- Elizabeth Ortega-Toro
When employers "outsource" full-time staffing needs to temporary workers, independent contractors, or other outside firms, it's almost always about paying people at the lowest end of the wage scale less for the benefit of those at the top. Outsourcing delivers savings on health insurance, overtime, worker's compensation, and enforcement of any number of basic labor standards that ultimately finds its way into the pockets of high-priced executives and shareholders.
Some outsource portions of their operations overseas. Others bring in a contractor to clean offices or handle security. Hospitals do it through so-called "agency" or "registry" workers. Still others subscribe to a "gig" economy model, where workers can spend years serving an employer without ever being treated like a regular employee.
In the first five years following the Great Recession of 2008, these types of arrangements outpaced growth in traditional employment by a staggering rate of nine to one. Private firms were doing it. Public institutions were doing it. Some invented clever terms to try and legitimize the activity, like "public-private partnership."
Fast forward a few years and everyone is talking about the widening income gap between those at the top and those at the bottom. The question is, what do we do about it?
Raising the minimum wage floor is a long overdue start, to be sure. But it's also a little like putting a band-aid on a metastasizing tumor.

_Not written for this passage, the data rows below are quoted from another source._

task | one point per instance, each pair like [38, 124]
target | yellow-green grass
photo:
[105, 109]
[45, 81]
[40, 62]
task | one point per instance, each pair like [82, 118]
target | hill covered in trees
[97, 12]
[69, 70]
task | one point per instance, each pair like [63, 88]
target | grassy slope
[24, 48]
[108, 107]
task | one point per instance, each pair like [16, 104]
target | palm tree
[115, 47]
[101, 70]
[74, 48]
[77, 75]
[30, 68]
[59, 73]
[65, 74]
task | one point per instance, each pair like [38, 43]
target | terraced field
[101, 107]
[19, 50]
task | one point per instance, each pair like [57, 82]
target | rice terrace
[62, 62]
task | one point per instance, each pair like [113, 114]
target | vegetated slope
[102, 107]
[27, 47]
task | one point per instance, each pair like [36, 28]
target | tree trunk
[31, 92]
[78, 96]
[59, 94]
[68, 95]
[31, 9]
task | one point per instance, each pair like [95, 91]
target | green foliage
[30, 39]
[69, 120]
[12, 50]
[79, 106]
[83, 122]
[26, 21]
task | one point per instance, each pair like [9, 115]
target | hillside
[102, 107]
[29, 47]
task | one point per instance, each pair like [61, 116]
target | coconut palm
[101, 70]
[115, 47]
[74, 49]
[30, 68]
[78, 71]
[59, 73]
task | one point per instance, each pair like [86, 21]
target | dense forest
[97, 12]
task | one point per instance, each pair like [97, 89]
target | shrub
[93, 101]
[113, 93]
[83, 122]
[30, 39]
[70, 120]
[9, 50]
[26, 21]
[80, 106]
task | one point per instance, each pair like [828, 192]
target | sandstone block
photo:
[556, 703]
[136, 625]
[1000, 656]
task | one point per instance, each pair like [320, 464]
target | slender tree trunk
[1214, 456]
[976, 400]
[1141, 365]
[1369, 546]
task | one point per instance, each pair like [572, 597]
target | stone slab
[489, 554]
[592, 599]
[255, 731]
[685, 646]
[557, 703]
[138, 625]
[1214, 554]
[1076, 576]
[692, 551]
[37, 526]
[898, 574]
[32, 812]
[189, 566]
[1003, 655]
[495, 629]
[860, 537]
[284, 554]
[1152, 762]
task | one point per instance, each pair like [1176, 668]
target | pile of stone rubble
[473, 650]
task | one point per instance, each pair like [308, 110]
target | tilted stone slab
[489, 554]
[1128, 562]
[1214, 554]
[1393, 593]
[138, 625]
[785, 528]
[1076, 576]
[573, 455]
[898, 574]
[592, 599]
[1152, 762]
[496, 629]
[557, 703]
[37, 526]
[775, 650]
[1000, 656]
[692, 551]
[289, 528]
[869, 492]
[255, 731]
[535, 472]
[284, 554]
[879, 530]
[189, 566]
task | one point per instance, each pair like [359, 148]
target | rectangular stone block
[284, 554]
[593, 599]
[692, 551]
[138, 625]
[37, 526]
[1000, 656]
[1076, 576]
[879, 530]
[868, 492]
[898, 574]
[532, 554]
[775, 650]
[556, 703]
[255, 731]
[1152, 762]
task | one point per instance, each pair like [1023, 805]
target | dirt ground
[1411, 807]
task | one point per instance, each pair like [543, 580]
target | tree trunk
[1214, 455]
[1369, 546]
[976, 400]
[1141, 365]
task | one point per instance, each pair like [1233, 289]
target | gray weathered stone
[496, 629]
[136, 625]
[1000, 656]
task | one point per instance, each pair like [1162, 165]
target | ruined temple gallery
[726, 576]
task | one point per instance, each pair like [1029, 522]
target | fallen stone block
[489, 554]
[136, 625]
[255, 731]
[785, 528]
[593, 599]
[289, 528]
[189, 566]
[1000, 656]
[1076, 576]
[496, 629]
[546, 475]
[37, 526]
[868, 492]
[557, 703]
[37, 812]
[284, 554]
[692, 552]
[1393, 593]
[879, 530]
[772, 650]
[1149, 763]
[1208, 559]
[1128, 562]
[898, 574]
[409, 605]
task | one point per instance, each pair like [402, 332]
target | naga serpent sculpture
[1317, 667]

Nowhere has this radical shift in employment relationships been more evident than at California's third largest employer — the University of California.
After state funding fell during the recession, UC tripled tuition and intensified its efforts to outsource more living wage jobs to contractors that pay less. Operating more like a private company than a public university system, UC has used outsourced almost everything — IT work, parking, security, custodial, landscaping, and even hospital technologists.
By 2015, as the often illegal and exploitive practices of outsourcing firms started to create headaches for the university, it tried to change the narrative. First, it announced a $15 minimum wage for outsourced workers that it hasn't bothered to enforce. More recently, it's gone down the path of "public-private partnership" — best exemplified by UC Davis' Aggie Square Development.
The plan at Aggie Square includes outsourcing an entire adult rehabilitation unit — 40 jobs — to a joint venture with a private equity-controlled health staffing firm whose median wage for the same work is about 50 percent less, and whose CEO earns about $11 million per year.
At the same time, UC has signed secret deals to spend hundreds of millions of dollars outsourcing other jobs. It's even put out requests for proposals to share its poverty-producing savings with the California State University system and California's community colleges.
For UC's highest-paid elites, these schemes already appear to be paying off. Between 2005 and 2015, UC Administrators saw their pay rise 64 percent and the pay gap between UC's top 1 percent and everyone else grew by 29 percent.
Even California's state auditor has now conceded that the University is actively trying to replace its frontline, unionized employees with lower-wage contractors. Instead of bargaining over its outsourcing plans, as required by law, the university has forged a path of serial lawbreaking that marginalizes the most vulnerable segments of its workforce.
We need to stop deluding ourselves into the idea that the non-traditional employment relationships that perpetuate economic inequality are just a private sector problem. California's premier public university system is doing the same thing, and its employees, students, and patients deserve better.
Elizabeth Ortega-Toro is the executive secretary-treasurer of the Alameda Labor Council.